Fixing the credit card situation is one more lions' den of problems in Mr. Obama's overall effort to put the economy back on track. That it is needed and that it would be very popular is clear. The games that banks and credit companies -- many of which have profited from huge federal bailouts in recent months -- have run on consumers are among the painful financial trials that ordinary Americans are facing.
The credit providers raise interest rates on existing balances to stratospheric levels, at a time when borrowing rates for the companies are at a historical low. There are hidden fees and unexpected penalties. Collectively there is no restraint on the dangerous credit they offer sometimes inexperienced, young and unwise consumers. Who doesn't receive numerous solicitations in the mail to apply for "pre-approved" new accounts, regardless of the recipient's current credit card balances?
Yet with an economy spiraling downward in part because people, fearful for their jobs, are holding onto their money more tightly than usual and with financial institutions' lending at least partly frozen, shutting down credit card usage unnecessarily could be the straw that breaks the camel's back.
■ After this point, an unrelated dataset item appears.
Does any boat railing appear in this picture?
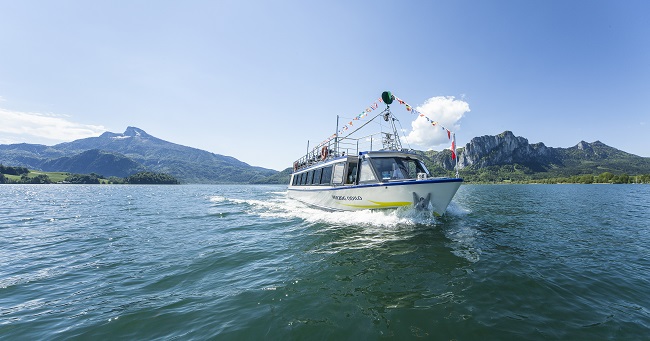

So this is a policy area into which the Obama administration should venture only carefully. Both the House of Representatives and the Senate have legislation, supported by the White House, that could be passed rapidly. Congressional Republicans, responsive to the credit card companies, are opposed to the proposals, however. One provision would limit retroactive interest rate increases without notice and if the cardholder is current in his payments. Others would prevent cards from being marketed or issued to borrowers under 18 or 21, depending on which bill is approved. Another proposal would ensure that a consumer's payments are applied to debt with the highest interest rate first.
As long as the limits are sensible, we see no reason to oppose the reforms. America's addiction to credit cards is certainly part of its economic problem. People should be mature enough to avoid getting pulled under by it. But they haven't been, particularly in hard times, as rising bankruptcies indicate. New restrictions on the companies and banks peddling the cards should help.